Si la semaine a été chargée en rapports gouvernementaux, la tendance baissière est toujours en place sur le complexe céréalier. Le blé rendu Rouen cède –8 €/t cette semaine, revenant sous le seuil des 200 €/t pour la première fois depuis juillet 2021.

La concurrence des blés des origines mer Noire reste forte. Compte tenu du rythme ukrainien à l'exportation de retour sur ses niveaux d’avant-conflit, l’USDA rehausse de 1 million de tonnes, à 15 millions de tonnes les exportations ukrainiennes. Dans le même temps, la Russie alimente cette pression internationale, afin de maintenir elle aussi une cadence à l'exportation soutenue : le blé Fob Novorossisk perd 8 $/t en une semaine, à 221 $/t.
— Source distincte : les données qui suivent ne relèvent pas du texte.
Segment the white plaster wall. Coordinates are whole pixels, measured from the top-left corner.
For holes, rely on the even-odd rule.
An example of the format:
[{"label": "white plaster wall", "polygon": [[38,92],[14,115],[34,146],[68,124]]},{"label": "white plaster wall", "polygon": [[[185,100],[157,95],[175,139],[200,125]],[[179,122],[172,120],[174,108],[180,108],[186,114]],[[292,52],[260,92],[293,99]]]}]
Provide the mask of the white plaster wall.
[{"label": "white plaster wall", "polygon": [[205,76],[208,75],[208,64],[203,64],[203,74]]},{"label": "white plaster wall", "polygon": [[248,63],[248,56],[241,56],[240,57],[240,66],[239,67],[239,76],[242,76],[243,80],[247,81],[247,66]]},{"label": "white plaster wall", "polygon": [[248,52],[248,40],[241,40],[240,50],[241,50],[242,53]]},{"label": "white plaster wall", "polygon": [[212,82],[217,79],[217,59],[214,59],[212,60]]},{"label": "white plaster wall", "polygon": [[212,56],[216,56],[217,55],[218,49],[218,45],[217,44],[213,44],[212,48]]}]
Si les stocks disponibles à date sont concentrés entre l’Europe et le bassin mer Noire, la situation est plus fragile chez les autres grands exportateurs. Pour autant, l’office américain abaisse la consommation domestique de blé aux États-Unis, renforçant de près de plus de 300 000 tonnes les stocks de report à 17,9 millions de tonnes, dans la fourchette haute des attentes des opérateurs. Au Canada, les stocks de blé au 31 décembre s’affichent sans surprise à 20,7 millions de tonnes, selon Statcan. Face à une baisse de production en 2023 et d’exportations records sur la première partie de campagne, les stocks canadiens sont réduits de 10 % sur un an.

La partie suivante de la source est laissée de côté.